The line that separates the longevity space from the wellness space is measurement. Wellness asks how you feel. Longevity asks what your blood says. The two answers agree less often than you would hope, and when they disagree, the blood is usually right.
Fasting insulin. High-sensitivity CRP. Apolipoprotein B. HbA1c. VO₂ max as a number, not a sensation. These are not exotic tests — most are available through any ordinary lab — but they are rarely run together, and almost never run twice. The second measurement is the one that matters. A protocol that improves these markers over six months is a real protocol. One that doesn't is a story you are telling yourself.

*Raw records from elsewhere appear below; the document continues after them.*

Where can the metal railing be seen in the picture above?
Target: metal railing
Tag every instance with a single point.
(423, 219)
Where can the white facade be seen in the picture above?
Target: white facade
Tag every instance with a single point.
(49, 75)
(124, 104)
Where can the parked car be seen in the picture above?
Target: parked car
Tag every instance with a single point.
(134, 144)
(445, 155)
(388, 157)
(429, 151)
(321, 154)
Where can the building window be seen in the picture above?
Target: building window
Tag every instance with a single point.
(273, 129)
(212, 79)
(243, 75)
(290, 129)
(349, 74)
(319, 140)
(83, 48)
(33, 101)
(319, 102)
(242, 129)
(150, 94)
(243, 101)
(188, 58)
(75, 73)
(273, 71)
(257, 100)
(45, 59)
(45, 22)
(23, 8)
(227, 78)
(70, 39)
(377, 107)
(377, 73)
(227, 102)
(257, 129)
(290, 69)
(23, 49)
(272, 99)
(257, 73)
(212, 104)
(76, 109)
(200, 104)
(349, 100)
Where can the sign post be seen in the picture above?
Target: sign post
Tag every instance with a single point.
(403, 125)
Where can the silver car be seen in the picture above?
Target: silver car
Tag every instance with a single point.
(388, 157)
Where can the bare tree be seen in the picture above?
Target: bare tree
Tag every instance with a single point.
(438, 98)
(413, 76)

The trouble with feeling is that it is a terrible instrument. It is exquisitely sensitive to sleep, to mood, to the placebo of having spent money, and almost entirely blind to the slow processes that actually determine how you age. You cannot feel your ApoB. You cannot feel your fasting insulin drifting upward across a decade. By the time a metabolic problem produces a sensation, it has usually been measurable for years.
The honest version of a longevity practice begins with a number you would rather not see.
This is why we treat a baseline as the first step, not an upsell. Before a protocol, a panel. The point is not to generate anxiety but to establish ground truth — a fixed reference against which any later claim can be checked. Without it, every intervention is faith.
What to test for depends on the person, but a sensible floor is metabolic (fasting glucose, fasting insulin, HbA1c), cardiovascular (ApoB, Lp(a) at least once, a full lipid panel), and inflammatory (hs-CRP). Add a functional measure — grip strength, VO₂ max, a timed walk — and you have a picture that no amount of feeling can give you.
Then you wait. You hold the protocol steady for long enough to mean something — three months, six is better — and you draw again. The delta is the verdict. It is unglamorous, occasionally humbling, and the only honest way to know whether any of it is working.